VITAL is not the first study to look at the potential of vitamin D or omega-3s to reduce autoimmune disease. But it is by far the largest and most definitive to date, giving the new findings considerable weight.
Prior observational studies of vitamin D have given conflicting results in terms of preventive impact (Altieri B et al, Rev Endocr Metab Disord, 2017. Murdaca G, et al. Autoimmun Rev. 2019). Small treatment trials of vitamin D in people with established autoimmune conditions have been disappointing (Giustina A, et al. Rev Endocr Metab Disord. 2020).
There are a number of randomized controlled trials suggesting that omega-3s have therapeutic benefits for people with rheumatoid arthritis, systemic lupus erythematosus, and psoriasis (Akbar U, et al. J Clin Rheumatol. 2017). But there are no intervention trials showing that omega-3 supplements can prevent autoimmune disease.

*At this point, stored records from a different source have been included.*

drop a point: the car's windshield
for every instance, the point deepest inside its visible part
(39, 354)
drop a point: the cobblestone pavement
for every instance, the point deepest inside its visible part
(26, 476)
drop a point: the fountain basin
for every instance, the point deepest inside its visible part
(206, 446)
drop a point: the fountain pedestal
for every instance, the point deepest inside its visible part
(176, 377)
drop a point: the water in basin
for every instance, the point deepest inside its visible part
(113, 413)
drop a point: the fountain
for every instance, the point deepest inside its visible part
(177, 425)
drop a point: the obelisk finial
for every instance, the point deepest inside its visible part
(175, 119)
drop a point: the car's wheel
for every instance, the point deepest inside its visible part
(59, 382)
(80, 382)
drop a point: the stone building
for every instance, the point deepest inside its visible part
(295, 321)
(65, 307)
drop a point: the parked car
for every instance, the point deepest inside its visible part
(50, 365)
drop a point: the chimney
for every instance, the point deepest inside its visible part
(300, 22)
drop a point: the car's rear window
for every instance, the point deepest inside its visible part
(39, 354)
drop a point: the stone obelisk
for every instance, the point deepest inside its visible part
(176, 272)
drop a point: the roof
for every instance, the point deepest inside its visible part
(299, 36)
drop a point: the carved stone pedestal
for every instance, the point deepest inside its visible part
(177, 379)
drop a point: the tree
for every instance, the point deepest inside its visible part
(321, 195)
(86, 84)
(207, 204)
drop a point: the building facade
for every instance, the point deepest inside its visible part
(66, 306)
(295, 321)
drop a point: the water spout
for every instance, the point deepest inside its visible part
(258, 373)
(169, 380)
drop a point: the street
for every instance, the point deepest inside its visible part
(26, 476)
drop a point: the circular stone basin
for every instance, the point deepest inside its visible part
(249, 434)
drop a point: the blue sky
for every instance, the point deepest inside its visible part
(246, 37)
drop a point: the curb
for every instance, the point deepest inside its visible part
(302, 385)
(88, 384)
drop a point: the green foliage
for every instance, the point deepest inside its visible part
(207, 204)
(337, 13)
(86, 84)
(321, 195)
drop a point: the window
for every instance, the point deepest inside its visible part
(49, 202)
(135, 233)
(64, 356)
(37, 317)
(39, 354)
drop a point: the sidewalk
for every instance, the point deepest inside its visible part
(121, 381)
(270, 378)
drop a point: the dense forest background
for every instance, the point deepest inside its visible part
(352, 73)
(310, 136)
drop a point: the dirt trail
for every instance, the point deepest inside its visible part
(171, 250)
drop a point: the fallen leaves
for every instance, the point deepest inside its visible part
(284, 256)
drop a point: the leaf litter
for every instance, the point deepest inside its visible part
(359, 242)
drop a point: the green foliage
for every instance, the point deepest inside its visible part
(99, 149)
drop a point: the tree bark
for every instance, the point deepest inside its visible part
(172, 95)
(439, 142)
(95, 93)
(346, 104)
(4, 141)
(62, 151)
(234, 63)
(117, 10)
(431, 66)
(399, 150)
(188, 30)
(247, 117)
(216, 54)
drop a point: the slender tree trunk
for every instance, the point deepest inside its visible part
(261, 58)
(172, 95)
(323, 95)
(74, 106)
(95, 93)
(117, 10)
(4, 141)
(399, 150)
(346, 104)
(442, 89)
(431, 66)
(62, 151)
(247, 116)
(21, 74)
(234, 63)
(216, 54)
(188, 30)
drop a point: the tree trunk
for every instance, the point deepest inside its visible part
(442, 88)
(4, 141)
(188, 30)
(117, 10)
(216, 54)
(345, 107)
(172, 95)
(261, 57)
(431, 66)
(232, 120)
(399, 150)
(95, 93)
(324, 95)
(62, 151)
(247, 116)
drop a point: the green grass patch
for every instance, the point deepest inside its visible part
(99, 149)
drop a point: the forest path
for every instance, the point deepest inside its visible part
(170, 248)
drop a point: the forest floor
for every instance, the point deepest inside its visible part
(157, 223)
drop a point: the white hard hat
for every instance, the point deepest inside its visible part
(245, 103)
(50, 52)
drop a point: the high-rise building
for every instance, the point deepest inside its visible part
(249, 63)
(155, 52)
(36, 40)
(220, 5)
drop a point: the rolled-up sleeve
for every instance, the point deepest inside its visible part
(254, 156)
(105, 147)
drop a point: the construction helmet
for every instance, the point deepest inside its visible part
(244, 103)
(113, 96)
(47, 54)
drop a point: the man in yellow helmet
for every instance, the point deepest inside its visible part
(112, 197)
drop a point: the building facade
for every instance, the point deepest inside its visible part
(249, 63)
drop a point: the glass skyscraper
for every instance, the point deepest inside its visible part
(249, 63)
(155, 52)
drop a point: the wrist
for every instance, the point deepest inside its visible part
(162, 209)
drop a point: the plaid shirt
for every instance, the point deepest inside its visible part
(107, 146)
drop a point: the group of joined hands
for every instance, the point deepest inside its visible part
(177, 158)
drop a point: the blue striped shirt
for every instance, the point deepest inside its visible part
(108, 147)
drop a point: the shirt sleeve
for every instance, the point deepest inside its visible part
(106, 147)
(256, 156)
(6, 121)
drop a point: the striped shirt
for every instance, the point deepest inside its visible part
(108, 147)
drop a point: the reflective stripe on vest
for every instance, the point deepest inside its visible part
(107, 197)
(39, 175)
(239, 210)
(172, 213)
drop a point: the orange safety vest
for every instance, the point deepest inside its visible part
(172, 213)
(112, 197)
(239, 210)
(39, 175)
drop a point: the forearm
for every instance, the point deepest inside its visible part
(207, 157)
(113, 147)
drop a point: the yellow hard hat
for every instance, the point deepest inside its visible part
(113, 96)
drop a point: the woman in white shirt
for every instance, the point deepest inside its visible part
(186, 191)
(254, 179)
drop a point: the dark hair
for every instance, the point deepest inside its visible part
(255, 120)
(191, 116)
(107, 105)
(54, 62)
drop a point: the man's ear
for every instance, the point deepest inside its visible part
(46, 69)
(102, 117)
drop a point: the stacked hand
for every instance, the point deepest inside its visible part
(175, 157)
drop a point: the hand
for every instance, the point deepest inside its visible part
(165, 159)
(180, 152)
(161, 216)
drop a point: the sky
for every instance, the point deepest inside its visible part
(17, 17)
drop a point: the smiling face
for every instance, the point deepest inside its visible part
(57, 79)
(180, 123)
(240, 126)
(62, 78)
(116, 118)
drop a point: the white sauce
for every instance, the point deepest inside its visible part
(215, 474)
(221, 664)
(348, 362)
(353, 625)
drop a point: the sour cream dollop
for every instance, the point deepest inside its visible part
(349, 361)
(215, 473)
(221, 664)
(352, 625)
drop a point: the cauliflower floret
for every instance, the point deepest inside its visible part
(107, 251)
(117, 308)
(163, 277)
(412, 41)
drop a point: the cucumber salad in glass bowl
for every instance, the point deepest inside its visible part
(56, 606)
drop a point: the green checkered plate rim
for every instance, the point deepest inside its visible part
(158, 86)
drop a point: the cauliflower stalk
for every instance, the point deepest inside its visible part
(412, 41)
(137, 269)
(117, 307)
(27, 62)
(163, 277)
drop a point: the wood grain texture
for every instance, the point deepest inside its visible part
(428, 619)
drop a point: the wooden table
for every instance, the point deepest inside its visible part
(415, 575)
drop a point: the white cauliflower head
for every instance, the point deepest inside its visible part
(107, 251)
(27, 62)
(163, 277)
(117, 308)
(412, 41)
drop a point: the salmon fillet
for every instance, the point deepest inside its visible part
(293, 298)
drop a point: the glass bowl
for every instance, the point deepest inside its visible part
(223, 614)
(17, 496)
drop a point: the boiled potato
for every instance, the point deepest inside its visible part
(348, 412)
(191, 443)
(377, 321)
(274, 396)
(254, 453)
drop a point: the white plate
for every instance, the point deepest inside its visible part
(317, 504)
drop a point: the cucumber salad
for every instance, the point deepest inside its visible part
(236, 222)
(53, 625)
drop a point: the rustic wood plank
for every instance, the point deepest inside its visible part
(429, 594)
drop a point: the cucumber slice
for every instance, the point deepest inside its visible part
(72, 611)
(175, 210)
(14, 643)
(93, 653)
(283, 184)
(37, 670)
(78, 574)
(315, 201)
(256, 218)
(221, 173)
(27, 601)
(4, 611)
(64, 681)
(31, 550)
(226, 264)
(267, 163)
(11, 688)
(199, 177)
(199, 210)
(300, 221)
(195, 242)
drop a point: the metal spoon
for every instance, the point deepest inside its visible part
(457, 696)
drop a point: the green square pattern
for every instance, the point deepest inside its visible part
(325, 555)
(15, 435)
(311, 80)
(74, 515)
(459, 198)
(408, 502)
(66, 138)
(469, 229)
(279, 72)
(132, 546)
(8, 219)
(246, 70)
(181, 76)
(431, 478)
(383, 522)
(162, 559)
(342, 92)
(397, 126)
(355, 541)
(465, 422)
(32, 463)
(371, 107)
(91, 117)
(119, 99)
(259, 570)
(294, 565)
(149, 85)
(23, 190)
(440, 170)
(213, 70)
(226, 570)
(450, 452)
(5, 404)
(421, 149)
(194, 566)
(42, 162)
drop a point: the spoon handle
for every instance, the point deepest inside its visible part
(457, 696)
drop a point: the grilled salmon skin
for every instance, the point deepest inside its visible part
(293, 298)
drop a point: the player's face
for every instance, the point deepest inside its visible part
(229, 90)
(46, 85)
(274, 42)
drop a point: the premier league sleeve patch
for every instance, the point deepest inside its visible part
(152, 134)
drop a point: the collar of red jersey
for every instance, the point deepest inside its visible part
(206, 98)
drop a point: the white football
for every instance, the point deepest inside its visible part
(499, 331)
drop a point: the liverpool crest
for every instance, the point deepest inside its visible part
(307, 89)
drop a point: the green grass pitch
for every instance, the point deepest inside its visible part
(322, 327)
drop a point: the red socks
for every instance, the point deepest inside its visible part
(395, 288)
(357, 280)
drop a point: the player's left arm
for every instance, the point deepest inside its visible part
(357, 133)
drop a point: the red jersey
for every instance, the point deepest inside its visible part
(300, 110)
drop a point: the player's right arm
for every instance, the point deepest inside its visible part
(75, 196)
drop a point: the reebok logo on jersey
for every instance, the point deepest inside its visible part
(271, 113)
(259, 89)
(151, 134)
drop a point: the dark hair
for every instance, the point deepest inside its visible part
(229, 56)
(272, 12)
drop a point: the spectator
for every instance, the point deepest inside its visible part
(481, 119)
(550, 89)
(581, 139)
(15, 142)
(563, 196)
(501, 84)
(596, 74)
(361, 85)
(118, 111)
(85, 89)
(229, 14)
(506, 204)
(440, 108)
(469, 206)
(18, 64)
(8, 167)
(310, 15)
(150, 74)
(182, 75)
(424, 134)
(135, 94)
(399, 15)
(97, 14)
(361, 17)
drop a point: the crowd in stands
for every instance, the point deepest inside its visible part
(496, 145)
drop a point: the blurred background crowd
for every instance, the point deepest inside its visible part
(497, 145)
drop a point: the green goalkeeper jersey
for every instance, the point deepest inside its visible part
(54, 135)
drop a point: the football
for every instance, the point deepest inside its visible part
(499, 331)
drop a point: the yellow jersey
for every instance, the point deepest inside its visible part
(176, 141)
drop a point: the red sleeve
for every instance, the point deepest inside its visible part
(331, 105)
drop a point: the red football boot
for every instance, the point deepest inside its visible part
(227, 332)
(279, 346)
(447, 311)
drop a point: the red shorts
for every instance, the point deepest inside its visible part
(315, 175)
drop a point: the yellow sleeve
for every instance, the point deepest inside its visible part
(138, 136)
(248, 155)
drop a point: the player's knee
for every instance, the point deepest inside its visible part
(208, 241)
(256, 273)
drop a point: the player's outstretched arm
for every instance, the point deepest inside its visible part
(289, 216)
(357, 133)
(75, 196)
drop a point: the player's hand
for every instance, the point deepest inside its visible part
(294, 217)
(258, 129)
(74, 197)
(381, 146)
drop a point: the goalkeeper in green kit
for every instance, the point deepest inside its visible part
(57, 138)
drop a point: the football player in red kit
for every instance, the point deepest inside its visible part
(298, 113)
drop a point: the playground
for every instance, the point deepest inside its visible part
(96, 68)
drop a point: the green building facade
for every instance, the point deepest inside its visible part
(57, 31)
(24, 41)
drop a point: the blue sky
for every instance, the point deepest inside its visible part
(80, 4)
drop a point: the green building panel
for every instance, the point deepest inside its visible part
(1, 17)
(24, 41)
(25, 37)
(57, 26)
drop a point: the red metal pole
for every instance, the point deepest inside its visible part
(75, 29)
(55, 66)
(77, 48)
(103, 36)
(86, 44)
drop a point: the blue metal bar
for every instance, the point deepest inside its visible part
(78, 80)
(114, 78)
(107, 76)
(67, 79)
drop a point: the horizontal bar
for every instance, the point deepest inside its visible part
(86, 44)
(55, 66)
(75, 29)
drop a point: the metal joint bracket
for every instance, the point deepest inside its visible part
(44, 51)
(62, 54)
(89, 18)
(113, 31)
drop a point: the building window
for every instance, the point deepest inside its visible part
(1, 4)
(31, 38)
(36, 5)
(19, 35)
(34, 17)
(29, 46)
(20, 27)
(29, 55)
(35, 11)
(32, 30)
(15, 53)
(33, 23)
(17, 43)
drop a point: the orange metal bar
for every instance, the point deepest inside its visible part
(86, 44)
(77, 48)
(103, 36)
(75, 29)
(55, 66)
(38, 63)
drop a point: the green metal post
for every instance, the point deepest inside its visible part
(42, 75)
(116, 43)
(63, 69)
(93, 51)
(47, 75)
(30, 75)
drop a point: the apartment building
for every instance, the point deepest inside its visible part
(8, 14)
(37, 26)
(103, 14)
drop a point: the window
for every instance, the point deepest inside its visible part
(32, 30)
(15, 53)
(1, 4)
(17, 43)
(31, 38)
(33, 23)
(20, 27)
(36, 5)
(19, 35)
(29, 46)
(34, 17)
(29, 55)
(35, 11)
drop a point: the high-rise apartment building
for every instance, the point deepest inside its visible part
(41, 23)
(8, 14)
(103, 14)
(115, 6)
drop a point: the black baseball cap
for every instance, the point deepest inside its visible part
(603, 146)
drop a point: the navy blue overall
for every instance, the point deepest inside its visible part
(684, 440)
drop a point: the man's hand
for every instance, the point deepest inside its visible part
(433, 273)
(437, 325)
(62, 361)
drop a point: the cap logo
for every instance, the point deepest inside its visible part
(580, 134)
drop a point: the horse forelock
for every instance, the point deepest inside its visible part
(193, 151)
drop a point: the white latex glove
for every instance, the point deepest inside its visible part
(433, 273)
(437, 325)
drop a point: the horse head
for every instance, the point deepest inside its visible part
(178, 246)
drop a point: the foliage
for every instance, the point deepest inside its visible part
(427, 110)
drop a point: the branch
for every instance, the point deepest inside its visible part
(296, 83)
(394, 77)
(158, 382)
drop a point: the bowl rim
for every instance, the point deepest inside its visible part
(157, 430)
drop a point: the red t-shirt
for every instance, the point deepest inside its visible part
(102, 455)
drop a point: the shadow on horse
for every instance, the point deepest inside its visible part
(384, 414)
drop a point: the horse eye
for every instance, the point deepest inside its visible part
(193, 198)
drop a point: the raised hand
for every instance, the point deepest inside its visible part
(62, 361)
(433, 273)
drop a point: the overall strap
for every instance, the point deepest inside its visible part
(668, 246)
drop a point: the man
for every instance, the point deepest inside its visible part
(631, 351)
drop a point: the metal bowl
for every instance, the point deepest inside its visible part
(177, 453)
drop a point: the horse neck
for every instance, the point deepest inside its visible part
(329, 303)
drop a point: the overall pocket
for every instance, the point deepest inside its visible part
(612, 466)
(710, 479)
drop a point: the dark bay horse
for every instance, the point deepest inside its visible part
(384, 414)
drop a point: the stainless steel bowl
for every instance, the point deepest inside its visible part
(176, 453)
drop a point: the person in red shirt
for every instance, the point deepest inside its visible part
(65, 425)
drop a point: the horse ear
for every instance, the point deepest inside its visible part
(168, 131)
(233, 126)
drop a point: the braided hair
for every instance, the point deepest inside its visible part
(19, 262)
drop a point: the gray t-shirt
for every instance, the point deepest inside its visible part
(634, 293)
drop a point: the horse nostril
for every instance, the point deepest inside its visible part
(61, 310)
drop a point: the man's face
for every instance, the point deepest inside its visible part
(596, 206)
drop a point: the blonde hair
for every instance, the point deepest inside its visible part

Danish researchers showed a 49% reduction in rheumatoid arthritis risk for each 30 g increase in daily fatty fish intake (Pedersen M, et al. J Rheumatol. 2005). But it is not possible to draw conclusions about supplementation from data about fish consumption.
Major Clinical Significance
The VITAL authors hold that their autoimmune findings have clinical as well as statistical significance, especially given the limitations of conventional pharmaceutical treatments for most, if not all of the major autoimmune diseases.
“The clinical importance of these findings is high because these are well tolerated, non-toxic supplements, and other effective treatments to reduce the incidence of autoimmune diseases are lacking. Additionally, we saw consistent results across autoimmune diseases and increasing effects with time.”
The study’s large and diverse sample size, its clearly defined endpoints, and high adherence rate all give the evidence notable strength. But it does have an important limitation: because participants were all over age 50, the observations of benefit may not be wholly applicable to autoimmune diseases that tend to arise in younger people.
The VITAL team is continuing to follow many of the patients as part of an extension study looking at the longer term process of autoimmune disease development, and its possible prevention. Future reports will likely shed more light on the potential role for vitamin D and omega-3s in the prevention of autoimmune conditions.